On January 4, 1991, Rainey gave notice to the partnership that he had been called into active duty in the army reserve. He stated that he would send no further patients to the clinic and added:

Per the Soldiers and Sailors [Civil] Relief Act, I am exempt from my lease requirements and will not have further obligations regarding my fixed income and lease requirements .... It is possible that you may request the leasing company regarding the equipment and the building to be decreased by ⅜ since I have been called on active duty.

As part of litigation with the lessor of the premises, Travers and Mitchell cross-claimed against Rainey for his share of partnership expenses incurred both before and after January 1991. The trial court granted Rainey’s motion for partial summary judgment as to expenses incurred after his notice, including the lease obligations.
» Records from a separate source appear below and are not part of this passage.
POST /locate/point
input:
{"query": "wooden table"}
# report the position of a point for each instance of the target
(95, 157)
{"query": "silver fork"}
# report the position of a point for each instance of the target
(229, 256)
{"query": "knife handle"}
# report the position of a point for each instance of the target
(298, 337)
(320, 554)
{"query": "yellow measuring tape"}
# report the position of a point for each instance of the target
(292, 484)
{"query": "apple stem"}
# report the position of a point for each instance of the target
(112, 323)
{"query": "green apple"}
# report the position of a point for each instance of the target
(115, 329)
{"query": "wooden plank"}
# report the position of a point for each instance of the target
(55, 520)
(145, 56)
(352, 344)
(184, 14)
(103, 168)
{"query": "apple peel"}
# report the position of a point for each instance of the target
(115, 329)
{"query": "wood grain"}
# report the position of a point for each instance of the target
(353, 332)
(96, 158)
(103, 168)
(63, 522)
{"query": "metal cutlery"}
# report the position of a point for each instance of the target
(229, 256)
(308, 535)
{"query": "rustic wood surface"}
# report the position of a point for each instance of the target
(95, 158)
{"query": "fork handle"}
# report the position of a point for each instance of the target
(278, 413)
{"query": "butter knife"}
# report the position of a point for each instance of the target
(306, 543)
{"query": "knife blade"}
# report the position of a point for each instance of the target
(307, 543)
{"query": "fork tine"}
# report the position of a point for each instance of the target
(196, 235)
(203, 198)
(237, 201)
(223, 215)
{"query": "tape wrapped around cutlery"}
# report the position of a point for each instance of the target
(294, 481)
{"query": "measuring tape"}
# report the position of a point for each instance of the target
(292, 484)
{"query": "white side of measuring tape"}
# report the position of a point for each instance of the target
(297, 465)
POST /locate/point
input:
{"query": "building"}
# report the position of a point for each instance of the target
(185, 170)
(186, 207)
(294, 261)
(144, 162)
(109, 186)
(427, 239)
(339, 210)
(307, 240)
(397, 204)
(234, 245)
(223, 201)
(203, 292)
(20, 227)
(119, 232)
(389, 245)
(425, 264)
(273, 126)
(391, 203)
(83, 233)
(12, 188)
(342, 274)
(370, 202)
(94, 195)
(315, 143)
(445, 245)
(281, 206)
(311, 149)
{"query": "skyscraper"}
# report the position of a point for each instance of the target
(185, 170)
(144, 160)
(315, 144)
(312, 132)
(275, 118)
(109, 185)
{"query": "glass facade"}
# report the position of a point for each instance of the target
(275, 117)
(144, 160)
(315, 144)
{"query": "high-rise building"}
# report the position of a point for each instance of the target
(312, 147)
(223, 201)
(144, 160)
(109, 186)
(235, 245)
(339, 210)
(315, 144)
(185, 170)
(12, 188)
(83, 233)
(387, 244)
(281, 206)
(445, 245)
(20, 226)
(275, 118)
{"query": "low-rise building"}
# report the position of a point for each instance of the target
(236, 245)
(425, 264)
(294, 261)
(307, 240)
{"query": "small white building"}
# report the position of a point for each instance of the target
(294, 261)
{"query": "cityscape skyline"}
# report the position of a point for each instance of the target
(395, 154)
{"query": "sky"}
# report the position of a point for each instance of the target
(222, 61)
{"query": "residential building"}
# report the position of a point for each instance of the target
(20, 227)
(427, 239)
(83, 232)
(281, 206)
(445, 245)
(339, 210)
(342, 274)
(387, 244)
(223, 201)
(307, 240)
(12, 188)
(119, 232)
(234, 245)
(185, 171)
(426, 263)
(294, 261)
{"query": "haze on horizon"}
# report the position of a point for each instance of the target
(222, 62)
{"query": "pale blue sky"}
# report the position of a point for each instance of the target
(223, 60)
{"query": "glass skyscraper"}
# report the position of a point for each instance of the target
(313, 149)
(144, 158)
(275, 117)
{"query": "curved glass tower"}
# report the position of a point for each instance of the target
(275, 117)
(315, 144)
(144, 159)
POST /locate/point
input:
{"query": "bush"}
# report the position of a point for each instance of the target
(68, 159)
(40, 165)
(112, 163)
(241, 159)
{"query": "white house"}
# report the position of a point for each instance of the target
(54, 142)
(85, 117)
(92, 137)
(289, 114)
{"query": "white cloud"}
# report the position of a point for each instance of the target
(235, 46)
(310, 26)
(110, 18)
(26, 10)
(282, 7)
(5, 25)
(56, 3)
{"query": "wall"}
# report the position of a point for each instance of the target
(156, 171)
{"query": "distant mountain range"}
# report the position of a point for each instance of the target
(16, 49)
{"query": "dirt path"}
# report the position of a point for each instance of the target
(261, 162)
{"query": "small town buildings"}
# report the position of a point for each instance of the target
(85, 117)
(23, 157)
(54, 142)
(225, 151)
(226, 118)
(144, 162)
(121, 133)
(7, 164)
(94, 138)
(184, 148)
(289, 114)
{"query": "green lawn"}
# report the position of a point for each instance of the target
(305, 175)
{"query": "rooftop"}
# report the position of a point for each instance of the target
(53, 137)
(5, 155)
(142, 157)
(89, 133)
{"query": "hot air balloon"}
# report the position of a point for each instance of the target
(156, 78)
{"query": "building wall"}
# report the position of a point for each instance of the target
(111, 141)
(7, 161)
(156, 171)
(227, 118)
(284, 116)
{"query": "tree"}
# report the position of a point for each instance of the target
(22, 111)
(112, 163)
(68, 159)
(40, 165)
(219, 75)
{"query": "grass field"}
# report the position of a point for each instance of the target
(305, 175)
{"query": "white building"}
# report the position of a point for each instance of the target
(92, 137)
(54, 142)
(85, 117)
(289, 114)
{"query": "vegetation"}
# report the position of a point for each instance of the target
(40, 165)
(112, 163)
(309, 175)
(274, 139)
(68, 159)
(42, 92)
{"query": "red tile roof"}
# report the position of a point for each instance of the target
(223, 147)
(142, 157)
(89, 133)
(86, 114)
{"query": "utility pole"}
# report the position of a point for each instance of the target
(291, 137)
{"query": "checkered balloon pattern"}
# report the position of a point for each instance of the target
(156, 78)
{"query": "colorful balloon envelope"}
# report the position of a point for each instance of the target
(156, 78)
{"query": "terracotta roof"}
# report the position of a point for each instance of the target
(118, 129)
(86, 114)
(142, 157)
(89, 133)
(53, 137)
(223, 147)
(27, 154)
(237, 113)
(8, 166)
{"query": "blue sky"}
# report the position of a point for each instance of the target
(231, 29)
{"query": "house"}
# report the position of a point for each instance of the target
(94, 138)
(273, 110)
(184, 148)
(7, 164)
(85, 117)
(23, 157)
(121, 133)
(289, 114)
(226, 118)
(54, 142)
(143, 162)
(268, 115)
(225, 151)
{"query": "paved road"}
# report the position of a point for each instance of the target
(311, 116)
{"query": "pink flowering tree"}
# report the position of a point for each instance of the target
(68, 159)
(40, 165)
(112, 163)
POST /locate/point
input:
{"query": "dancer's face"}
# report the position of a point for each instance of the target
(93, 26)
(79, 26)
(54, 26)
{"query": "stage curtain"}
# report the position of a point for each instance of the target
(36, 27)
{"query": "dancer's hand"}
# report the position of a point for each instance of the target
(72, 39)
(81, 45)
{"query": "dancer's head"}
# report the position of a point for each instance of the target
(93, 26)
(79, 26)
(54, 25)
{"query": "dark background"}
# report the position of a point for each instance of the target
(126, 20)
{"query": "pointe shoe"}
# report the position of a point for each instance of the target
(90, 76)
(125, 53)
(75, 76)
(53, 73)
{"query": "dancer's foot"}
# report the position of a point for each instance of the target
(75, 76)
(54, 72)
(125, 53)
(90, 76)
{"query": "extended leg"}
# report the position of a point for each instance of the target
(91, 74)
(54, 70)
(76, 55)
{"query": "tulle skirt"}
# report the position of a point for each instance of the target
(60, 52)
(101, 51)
The court determined that the January 1991 notice “constituted a dissolution of the partnership and an avoidance on the part of ... Rainey of future obligations to the partnership for future partnership liability on the leases.... ”

After a trial on Travers’ and Mitchell’s claim for Rainey’s share of partnership expenses incurred before the notice, the trial court entered judgment in favor of Travers and Mitchell and, finding Rainey’s defense to be groundless, also awarded them attorney fees for that claim. The court denied Rai-ney’s request for an award of his attorney fees.

I.

Travers and Mitchell contend that the trial court erred in terminating Rainey’s post-January 1991 liabilities. We agree.
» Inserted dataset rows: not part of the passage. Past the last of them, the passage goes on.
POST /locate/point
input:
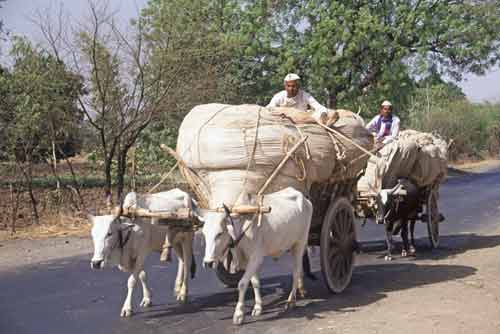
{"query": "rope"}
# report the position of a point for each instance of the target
(163, 178)
(252, 156)
(333, 131)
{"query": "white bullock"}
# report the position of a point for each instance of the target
(285, 228)
(127, 243)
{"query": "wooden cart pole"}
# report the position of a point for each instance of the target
(348, 139)
(260, 197)
(280, 165)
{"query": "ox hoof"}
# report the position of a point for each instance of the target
(257, 310)
(182, 299)
(289, 305)
(126, 313)
(238, 318)
(146, 302)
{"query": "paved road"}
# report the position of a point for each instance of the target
(65, 296)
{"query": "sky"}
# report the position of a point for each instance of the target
(16, 16)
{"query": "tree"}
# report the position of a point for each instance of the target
(37, 110)
(345, 48)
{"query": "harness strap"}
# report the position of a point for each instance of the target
(123, 241)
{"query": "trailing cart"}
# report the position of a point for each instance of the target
(427, 209)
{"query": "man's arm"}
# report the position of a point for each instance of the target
(274, 101)
(320, 112)
(372, 125)
(394, 131)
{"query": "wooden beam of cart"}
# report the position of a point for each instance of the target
(185, 213)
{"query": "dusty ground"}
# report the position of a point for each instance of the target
(470, 304)
(455, 291)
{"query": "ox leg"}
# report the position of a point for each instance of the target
(388, 240)
(404, 236)
(187, 254)
(413, 249)
(180, 270)
(146, 292)
(127, 305)
(298, 280)
(166, 251)
(257, 309)
(251, 270)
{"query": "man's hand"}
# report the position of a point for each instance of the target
(282, 115)
(323, 119)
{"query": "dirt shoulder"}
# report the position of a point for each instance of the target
(455, 291)
(18, 253)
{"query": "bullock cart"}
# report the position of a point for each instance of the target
(418, 158)
(332, 227)
(224, 151)
(427, 209)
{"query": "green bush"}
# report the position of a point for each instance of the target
(470, 128)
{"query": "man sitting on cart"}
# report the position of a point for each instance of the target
(294, 97)
(384, 126)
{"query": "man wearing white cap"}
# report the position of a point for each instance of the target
(294, 97)
(385, 125)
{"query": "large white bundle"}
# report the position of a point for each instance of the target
(418, 156)
(236, 148)
(432, 161)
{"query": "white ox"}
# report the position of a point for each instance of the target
(126, 243)
(285, 228)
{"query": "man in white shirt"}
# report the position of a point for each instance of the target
(294, 97)
(384, 126)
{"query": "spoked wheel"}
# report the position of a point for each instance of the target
(337, 245)
(226, 272)
(433, 217)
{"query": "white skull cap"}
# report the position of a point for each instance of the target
(291, 77)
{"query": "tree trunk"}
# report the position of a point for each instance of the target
(14, 200)
(73, 179)
(332, 99)
(28, 178)
(133, 171)
(54, 159)
(107, 186)
(120, 173)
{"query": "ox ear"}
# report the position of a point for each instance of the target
(90, 218)
(200, 213)
(384, 195)
(400, 191)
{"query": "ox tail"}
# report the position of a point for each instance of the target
(193, 267)
(306, 264)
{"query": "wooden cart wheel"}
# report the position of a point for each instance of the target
(337, 245)
(432, 215)
(227, 273)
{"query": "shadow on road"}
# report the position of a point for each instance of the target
(370, 283)
(450, 246)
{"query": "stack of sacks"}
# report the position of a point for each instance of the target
(236, 148)
(418, 156)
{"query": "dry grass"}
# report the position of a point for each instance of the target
(63, 225)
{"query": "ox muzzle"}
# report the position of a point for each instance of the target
(96, 264)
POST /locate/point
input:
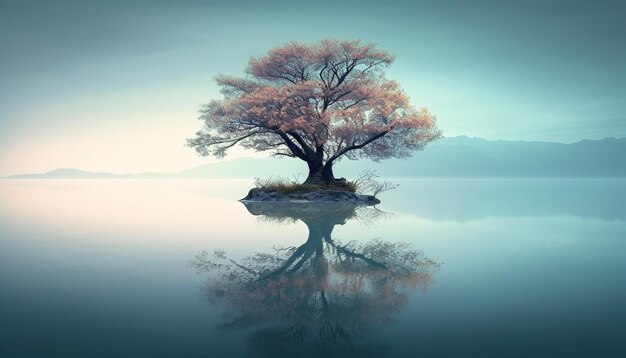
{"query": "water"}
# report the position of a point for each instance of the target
(513, 268)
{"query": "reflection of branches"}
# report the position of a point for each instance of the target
(322, 294)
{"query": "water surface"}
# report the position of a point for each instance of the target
(512, 268)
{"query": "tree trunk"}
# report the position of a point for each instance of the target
(320, 174)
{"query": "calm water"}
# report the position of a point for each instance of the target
(444, 268)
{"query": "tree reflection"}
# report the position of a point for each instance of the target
(320, 297)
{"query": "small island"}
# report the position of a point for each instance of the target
(308, 193)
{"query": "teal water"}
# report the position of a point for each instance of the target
(472, 268)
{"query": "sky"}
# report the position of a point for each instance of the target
(116, 85)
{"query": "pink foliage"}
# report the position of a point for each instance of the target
(305, 100)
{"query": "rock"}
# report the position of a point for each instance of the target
(321, 195)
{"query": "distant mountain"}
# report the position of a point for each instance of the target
(456, 157)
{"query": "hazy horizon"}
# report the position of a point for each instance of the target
(116, 86)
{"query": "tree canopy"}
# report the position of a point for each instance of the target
(318, 103)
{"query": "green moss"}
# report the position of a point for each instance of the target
(286, 186)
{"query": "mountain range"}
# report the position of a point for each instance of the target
(455, 157)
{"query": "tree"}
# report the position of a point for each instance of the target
(318, 103)
(321, 297)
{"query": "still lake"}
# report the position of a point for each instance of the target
(165, 268)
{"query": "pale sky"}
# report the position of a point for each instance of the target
(115, 85)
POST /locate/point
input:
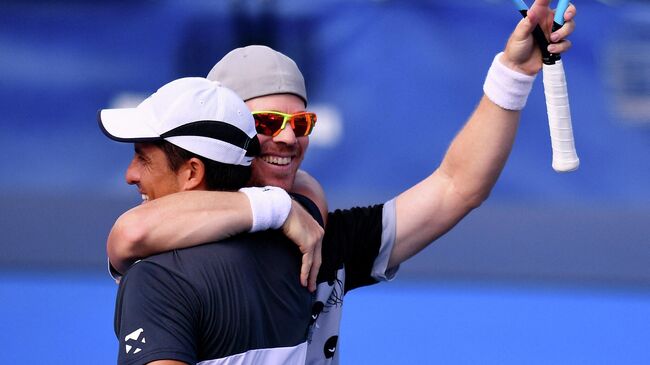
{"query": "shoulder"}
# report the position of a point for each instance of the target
(306, 185)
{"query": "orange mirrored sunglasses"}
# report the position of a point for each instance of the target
(270, 123)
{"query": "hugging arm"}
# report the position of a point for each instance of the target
(190, 218)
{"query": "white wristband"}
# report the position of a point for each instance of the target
(507, 88)
(270, 205)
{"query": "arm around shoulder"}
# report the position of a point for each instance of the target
(176, 221)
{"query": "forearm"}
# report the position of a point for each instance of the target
(463, 181)
(175, 221)
(478, 154)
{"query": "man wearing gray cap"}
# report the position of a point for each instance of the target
(362, 245)
(233, 301)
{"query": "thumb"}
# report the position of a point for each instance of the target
(523, 29)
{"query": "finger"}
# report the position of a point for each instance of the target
(570, 13)
(315, 267)
(538, 11)
(304, 268)
(523, 29)
(560, 47)
(563, 32)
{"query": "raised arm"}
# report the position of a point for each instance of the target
(477, 154)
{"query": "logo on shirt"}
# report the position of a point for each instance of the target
(134, 340)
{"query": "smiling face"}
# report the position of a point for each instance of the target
(150, 172)
(280, 156)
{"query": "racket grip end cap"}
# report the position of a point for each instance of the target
(566, 166)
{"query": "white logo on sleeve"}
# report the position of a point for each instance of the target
(134, 340)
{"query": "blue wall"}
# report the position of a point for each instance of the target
(397, 79)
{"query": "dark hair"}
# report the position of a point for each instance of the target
(218, 175)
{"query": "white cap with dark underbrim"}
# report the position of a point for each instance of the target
(193, 113)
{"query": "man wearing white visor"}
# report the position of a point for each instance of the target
(235, 301)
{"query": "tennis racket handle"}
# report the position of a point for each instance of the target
(565, 158)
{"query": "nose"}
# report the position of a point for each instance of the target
(132, 174)
(286, 136)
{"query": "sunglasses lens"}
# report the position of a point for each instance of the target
(268, 124)
(303, 123)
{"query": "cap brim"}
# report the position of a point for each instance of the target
(126, 125)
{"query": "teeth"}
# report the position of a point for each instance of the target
(277, 160)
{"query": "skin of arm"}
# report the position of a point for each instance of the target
(477, 154)
(424, 212)
(155, 226)
(187, 218)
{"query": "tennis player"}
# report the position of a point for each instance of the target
(235, 301)
(361, 246)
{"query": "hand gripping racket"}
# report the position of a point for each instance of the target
(565, 158)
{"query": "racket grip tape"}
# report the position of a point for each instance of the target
(565, 158)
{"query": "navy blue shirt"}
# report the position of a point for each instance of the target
(213, 301)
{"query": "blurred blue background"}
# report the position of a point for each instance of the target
(552, 269)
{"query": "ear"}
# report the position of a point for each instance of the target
(192, 175)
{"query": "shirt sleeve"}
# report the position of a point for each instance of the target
(354, 239)
(155, 316)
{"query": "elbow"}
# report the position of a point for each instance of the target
(124, 242)
(474, 200)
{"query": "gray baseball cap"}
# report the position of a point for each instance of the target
(255, 71)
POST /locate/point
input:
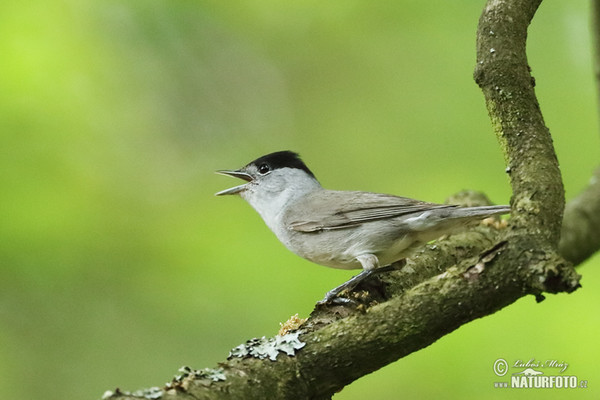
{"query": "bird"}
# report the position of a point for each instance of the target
(343, 229)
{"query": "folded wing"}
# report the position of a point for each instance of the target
(351, 209)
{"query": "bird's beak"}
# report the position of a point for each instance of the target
(236, 189)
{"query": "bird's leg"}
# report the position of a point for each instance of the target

*374 Summary judgment is proper only when the pleadings, affidavits, depositions, and admissions show that there is no genuine issue as to any material fact and that the moving party is entitled to judgment as a matter of law. C.R.C.P. 56(c); Civil Service Commission v. Pinder, 812 P.2d 645 (Colo.1991).

Colorado partnership law provides that dissolution of a partnership does not of itself discharge the existing liability of any partner. Section 7-60-136(1), C.R.S. (1986 Repl. Vol. 3A); see Black v. First Federal Savings & Loan Ass’n, 830 P.2d 1103 (Colo.App. 1992), aff'd sub nom. La Plata Medical Center Associates, Ltd. v. United Bank, 857 P.2d 410 (1993); Wester & Co. v. Nestle, 669 P.2d 1046 (Colo.App.1983).

In this appeal, Travers and Mitchell do not dispute the trial court’s determination that the partnership was dissolved in January 1991. However, that dissolution, without more, did not determine Rainey’s remaining obligations to his partners. See § 7-60-136, C.R.S. (1986 Repl.Vol. 3A). Rather, Rainey’s obligations are dependent upon a variety of factual and legal issues, such as his right to dissolve the partnership and the propriety of Travers’ and Mitchell’s actions in winding-up or continuing the partnership. See generally §§ 7-60-129 to 7-60-141, C.R.S. (1986 Repl. Vol. 3A).

The pleadings and affidavits submitted to the trial court show that material facts concerning such issues are in dispute. Hence, the trial court erred in entering summary judgment for Rainey. See McCormick v. Diamond Shamrock Corp., 175 Colo. 406, 487 P.2d 1333 (1971).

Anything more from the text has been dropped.